He played in various genres from avant-garde jazz to swing, folk, pop, Klezmer and chamber music with musicians such as John Zorn, Elliott Sharp, Anthony Coleman, Andrea Parkins, Dave Douglas, Roy Campbell and Rashid Bakr. With Marc Ribot he toured Europe and Canada in 1995 and leading his own band Myth Science, he played compositions by Sun Ra. He recorded the album Love in Outer Space at the Knitting Factory. Radding co-founded the experimental trio Refuseniks with John Hollenbeck and Ted Reichman .

By early 1997 he moved to Seattle, Washington playing in the trio of alto saxophonist Wally Shoup, and performing improvisationally with musicians Saadet Türköz , Carlo Actis Dato and Wolfgang Fuchs . In 2001 he performed in a duet with Daniel Carter on the Earshot Jazz Festival, and in 2003 gained international notoriety with his release of Luminescence.
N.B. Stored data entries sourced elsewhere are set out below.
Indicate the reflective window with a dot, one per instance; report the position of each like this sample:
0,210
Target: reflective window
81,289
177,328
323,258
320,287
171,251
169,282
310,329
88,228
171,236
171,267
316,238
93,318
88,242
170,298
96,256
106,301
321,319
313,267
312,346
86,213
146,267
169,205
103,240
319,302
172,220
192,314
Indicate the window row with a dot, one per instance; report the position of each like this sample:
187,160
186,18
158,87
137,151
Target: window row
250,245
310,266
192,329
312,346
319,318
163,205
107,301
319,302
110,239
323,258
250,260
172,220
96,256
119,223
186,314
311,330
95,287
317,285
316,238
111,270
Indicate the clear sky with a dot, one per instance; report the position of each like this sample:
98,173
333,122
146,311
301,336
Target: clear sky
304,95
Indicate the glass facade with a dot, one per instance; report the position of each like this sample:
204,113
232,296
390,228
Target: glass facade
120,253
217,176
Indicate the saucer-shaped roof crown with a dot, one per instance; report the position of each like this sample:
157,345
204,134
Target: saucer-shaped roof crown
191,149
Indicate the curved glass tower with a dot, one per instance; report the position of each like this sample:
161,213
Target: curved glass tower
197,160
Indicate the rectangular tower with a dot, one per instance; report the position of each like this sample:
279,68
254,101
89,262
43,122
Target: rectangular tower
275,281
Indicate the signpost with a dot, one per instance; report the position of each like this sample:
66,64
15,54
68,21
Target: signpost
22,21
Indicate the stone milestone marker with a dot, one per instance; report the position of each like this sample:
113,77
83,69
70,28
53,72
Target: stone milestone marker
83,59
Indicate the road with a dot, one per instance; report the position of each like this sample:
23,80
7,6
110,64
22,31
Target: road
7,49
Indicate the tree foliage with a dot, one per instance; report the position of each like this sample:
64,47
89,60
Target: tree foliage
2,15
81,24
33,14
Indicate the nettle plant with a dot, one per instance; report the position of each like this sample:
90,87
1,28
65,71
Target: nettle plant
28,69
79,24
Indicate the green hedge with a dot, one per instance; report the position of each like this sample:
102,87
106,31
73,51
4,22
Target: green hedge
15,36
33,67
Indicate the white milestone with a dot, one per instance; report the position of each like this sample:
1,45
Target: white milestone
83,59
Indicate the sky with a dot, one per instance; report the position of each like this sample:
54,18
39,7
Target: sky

He has recorded albums with Ursel Schlicht , Stephen Gauci, Carlos Bechegas, Nate Wooley, Mary Halvorson, Frank London and Tomas Fujiwara. Currently back in New York, bassist Reuben Radding performs and records with his trio comprised of  vibraphonist Matt Moran and clarinetist Oscar Noriega, as well as with an improvising trio with Tara Flandreau and Carrie Shull, and operates Pine Ear Music label.